Gone Home was an honest and accessible portrayal of adolescent notions of alienation, love and political frustration through Sam, and the newly-adult pressures of family, responsibility and regret through Katie. The game approached these themes with respect and empathy, a feminist approach to women's everyday experiences which is rare in most mediums, and in the games industry rarest of all.

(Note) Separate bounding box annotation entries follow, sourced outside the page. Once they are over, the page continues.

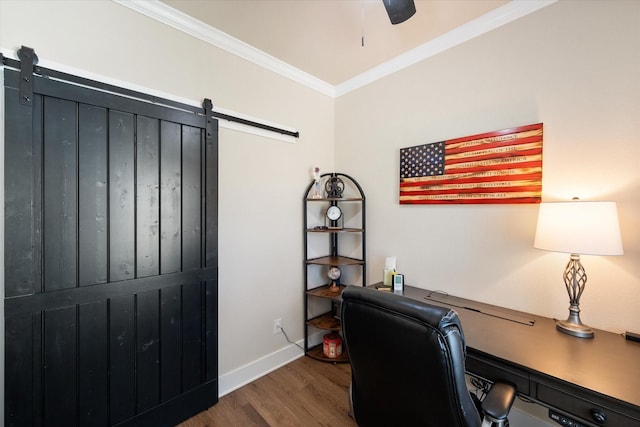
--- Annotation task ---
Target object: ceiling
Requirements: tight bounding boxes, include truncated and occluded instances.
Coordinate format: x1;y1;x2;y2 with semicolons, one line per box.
162;0;509;86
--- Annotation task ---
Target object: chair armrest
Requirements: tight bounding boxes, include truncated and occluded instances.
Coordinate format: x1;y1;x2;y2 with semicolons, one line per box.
482;382;516;422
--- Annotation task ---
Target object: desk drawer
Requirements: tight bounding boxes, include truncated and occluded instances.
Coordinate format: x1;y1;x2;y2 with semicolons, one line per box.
466;353;529;395
534;382;640;427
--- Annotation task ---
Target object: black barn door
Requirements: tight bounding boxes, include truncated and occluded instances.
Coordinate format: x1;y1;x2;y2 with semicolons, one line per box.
4;64;218;427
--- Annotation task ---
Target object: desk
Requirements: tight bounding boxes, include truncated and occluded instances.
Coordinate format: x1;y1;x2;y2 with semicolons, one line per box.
390;286;640;427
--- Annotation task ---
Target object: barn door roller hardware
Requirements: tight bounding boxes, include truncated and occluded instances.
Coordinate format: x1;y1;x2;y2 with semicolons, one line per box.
18;46;38;106
0;45;300;138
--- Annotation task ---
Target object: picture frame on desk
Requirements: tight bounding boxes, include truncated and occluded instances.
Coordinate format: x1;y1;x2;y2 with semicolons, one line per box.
392;273;404;292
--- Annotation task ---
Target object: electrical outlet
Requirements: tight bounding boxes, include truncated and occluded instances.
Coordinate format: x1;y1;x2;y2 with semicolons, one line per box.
273;319;282;335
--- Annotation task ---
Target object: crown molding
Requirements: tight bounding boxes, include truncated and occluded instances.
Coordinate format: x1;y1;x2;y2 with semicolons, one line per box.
336;0;557;97
112;0;335;97
112;0;557;98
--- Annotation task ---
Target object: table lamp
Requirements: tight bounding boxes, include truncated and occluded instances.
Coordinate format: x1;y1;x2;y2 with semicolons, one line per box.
533;198;623;338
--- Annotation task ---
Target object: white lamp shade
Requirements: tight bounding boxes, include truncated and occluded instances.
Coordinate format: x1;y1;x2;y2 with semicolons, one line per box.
533;201;623;255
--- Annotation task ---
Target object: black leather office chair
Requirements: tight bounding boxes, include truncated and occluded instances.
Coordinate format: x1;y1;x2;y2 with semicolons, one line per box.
341;286;516;427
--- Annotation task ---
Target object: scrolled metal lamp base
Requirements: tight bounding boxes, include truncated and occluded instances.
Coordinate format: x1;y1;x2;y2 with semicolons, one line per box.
556;254;594;338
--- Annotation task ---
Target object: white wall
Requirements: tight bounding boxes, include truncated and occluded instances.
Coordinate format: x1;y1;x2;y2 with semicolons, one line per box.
0;0;335;400
336;0;640;332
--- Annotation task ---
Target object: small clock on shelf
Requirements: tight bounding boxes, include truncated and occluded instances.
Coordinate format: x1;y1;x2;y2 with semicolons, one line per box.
325;205;344;229
324;176;344;199
327;266;342;292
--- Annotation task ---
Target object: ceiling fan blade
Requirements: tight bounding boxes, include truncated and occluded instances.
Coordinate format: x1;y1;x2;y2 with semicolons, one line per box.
382;0;416;25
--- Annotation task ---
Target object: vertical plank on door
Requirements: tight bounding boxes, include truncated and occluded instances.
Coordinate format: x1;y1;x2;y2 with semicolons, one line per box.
43;97;78;291
182;283;203;391
78;300;109;427
78;104;108;286
136;116;160;277
43;306;77;427
136;290;160;413
160;286;182;402
4;87;42;297
109;111;135;282
109;295;136;424
182;126;202;271
160;121;182;274
4;314;34;427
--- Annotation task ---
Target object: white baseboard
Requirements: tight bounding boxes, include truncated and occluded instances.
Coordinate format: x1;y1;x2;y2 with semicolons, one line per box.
218;340;304;397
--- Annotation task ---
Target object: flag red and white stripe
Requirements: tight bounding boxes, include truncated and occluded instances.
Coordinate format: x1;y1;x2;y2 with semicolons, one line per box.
400;123;542;204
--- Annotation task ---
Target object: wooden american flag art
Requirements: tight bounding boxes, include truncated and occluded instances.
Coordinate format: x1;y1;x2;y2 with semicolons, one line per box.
400;123;542;204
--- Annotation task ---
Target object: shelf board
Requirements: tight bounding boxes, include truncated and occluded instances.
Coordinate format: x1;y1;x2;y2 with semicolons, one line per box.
306;227;364;233
307;312;342;331
307;197;364;202
305;343;349;363
305;256;364;265
307;285;347;298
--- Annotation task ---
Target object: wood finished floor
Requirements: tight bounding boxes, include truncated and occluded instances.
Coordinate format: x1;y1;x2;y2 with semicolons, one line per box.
178;357;356;427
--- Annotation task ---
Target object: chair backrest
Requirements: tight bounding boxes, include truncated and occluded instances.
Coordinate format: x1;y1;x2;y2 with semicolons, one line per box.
341;286;481;427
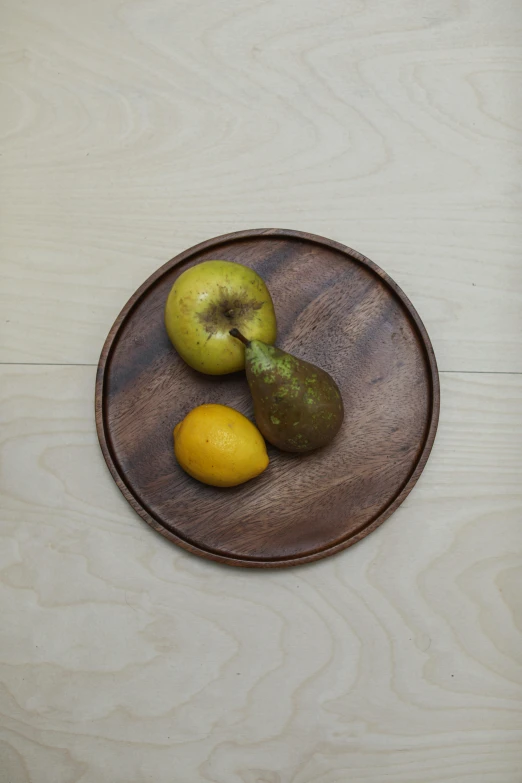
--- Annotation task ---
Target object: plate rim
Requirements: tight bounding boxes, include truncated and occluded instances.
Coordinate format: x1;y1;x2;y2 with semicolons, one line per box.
94;228;440;569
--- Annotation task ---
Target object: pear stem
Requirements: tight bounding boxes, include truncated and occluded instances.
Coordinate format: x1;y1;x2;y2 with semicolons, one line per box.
230;327;250;348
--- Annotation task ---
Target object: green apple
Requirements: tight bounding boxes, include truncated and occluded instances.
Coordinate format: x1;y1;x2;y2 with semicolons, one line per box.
165;261;277;375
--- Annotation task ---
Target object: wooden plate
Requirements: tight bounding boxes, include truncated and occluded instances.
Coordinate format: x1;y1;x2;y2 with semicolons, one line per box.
96;229;439;568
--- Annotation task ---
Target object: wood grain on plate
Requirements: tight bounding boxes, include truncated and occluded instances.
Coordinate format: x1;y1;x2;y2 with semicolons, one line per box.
96;229;439;567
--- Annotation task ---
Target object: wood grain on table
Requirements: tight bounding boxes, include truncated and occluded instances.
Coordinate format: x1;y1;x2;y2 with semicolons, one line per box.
0;0;522;783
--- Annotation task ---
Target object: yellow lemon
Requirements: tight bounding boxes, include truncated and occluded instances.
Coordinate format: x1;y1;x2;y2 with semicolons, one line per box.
174;405;268;487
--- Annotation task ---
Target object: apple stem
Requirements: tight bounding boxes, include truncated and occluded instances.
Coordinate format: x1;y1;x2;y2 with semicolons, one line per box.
230;327;250;348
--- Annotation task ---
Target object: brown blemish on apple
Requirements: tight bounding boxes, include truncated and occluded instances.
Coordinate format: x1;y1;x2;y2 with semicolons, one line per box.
198;288;264;334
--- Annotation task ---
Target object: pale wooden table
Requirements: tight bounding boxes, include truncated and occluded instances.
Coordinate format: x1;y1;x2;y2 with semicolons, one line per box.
0;0;522;783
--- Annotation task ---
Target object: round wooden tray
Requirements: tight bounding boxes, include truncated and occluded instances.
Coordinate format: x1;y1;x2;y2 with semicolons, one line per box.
96;229;440;568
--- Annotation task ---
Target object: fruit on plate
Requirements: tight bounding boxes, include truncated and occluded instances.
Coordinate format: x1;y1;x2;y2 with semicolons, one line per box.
231;329;344;452
165;261;277;375
174;405;268;487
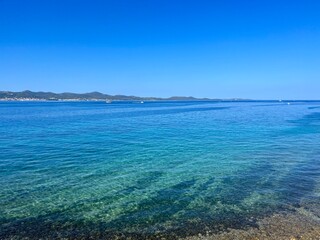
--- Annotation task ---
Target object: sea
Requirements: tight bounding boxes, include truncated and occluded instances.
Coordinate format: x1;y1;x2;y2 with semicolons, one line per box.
0;101;320;239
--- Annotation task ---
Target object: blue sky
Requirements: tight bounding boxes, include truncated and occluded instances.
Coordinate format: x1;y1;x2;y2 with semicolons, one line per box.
0;0;320;99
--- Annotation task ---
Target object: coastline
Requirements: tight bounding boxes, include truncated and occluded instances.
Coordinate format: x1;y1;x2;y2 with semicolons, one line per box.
184;211;320;240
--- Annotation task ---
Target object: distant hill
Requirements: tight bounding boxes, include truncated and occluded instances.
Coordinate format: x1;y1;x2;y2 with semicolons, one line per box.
0;90;218;101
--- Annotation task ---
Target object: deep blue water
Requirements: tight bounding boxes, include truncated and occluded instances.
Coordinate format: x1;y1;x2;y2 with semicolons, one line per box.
0;102;320;239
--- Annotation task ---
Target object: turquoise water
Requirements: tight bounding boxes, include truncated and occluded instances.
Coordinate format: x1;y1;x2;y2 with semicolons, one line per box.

I am young, a feminist, and a women's health worker, which hits the trifecta of belittled social groups as far as white people go. To be the intended audience of a message in any popular medium which wasn't 'shave your armpits and get back to the kitchen' was satisfying, and revitalised my faith in activist media. Games like Gone Home have the potential to express aspects of women's experience in a way that no other medium could. If women's lived experiences were discussed in such an unashamed manner more often, perhaps I wouldn't spend so many days in a patriarchy-induced depression hiding under the covers. In my work with young women I've seen how rarely this sort of formative experience is understood (or even noticed), so the potential to discuss shared experiences through this medium gives me hope for it. Perhaps video games will prove to be of some use to us after all!